Figure 2 CRISPR/Cas9 genome editing of NtFT5 in N. tabacum cv. SR1 and identification of induced mutations in T0 plants. (A) Location of the NtFT5-specific protospacer and the protospacer adjacent motif (PAM) on the antisense DNA strand in the 147–169 bp region of exon I. Exons are shown as boxes, introns as lines. The underlines indicate triplets corresponding to amino acids. (B) PCR-based screening of three independent transgenic T0 lines (L1–L3) for mutated allelic variants of NtFT5. NtFT5 (exon I) was amplified using the primer combination listed in Supplemental Table S1, single amplicons were transferred to pCRII-TOPO and sequenced (n = 15 per line). Point mutations (mut), insertions and deletions are highlighted in red letters. (C) Sequence alignment of native NtFT5 with the protein variants encoded by the identified mutated alleles. Red letters indicate amino acid substitutions and red stops indicate premature termination. (D) Experimental workflow of NtFT5 knockout analysis under LD conditions. Flowering T0 plant L2 was chosen for detailed characterization. In the T1 generation (n = 107) all characterized individuals lacking the cas9 gene (n = 7) were non-flowering and showed a nullizygous Ntft5– genotype. T1 plant #78 was representatively selected for backcrossing, and flowering was induced by grafting onto wild-type (NtFT5+) rootstock. After pollination using a wild-type donor, heterozygous Ntft5–/NtFT5+ plants of the first backcross generation (BC1, n = 4) flowered and one of these (#2) was randomly self-fertilized.

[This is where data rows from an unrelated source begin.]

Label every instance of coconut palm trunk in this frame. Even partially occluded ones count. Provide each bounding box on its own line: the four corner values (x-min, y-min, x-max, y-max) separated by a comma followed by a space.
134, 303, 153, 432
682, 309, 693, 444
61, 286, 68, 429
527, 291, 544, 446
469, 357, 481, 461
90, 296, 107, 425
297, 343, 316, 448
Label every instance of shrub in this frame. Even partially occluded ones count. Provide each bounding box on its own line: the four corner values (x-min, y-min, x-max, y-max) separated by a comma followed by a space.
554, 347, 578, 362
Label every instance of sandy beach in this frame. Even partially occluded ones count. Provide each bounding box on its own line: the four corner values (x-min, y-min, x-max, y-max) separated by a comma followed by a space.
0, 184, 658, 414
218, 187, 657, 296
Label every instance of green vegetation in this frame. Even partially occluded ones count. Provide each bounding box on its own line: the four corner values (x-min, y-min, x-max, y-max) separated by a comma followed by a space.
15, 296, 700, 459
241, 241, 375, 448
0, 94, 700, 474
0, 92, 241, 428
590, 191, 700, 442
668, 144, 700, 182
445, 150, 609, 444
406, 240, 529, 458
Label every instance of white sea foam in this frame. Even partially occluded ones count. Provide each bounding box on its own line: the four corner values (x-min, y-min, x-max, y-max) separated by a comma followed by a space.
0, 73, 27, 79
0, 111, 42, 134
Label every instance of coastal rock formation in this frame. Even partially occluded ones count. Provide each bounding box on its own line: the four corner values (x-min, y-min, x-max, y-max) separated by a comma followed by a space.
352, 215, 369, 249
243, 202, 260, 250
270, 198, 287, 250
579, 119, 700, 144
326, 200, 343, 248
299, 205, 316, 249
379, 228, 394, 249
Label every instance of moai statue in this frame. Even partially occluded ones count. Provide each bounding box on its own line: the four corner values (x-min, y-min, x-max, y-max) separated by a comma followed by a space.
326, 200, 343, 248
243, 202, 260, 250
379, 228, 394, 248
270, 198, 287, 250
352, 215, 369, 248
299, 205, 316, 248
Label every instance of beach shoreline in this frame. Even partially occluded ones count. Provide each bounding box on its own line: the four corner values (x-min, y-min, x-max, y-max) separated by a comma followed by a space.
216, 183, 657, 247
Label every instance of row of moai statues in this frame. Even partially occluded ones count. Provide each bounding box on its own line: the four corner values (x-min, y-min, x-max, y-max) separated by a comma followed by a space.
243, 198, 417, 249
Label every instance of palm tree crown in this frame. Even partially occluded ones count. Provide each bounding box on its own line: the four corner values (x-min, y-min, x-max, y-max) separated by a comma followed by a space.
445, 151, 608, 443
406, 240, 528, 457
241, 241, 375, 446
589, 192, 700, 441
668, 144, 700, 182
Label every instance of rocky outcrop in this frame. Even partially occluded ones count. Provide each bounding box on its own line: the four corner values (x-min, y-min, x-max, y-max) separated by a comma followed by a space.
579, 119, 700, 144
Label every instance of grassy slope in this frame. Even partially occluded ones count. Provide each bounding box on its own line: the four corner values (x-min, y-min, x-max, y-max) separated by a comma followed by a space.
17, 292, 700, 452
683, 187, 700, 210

Detailed phenotyping of non-flowering nullizygous Ntft5– plants and flowering NtFT5+ and Ntft5–/NtFT5+plants was finally carried out in the second backcross generation (BC2).
Stable transformation of tobacco plants using the construct described above yielded several independent transgenic T0 plant lines, all of which carried an integrated copy of the cas9 transgene as part of the introduced T-DNA, providing the basis for NtFT5 editing (Supplementary Figure S1A). Three of these lines (L1–L3) were analyzed to determine their genotype. Given that these plants were likely to be chimeras due to ongoing Cas9 activity, we sequenced various single PCR amplicons of the genomic NtFT5 locus, focusing on the corresponding part in exon I. Accordingly, mutated allele variants of NtFT5 were identified in all three lines, indicating that genome editing was successful. The induced mutations were indels of –2, –1 and +1 bp at the chosen target site. L1 and L3 carried multiple mutant alleles whereas only L2 also carried the wild-type NtFT5 allele (Figure 2B). Alignment of the native NtFT5 protein and its new allelic variants showed that the induced mutations led to early stop codons resulting in truncated proteins of different lengths (Figure 2C). However, the identification of more than two different allele variants per line confirmed the chimeric nature of the T0 plants and we therefore selected only cas9-free NtFT5 knockout individuals for phenotypic analysis in subsequent plant generations. Accordingly, the following experiments (the workflow is shown in Figure 2D) were performed with the offspring of one NtFT5 knockout T0 plant (L2) since L1 and L3 were non-flowering. L2 still flowered, probably reflecting the presence of the wild-type NtFT5 allele, but the production of fertile flowers was delayed under LD conditions.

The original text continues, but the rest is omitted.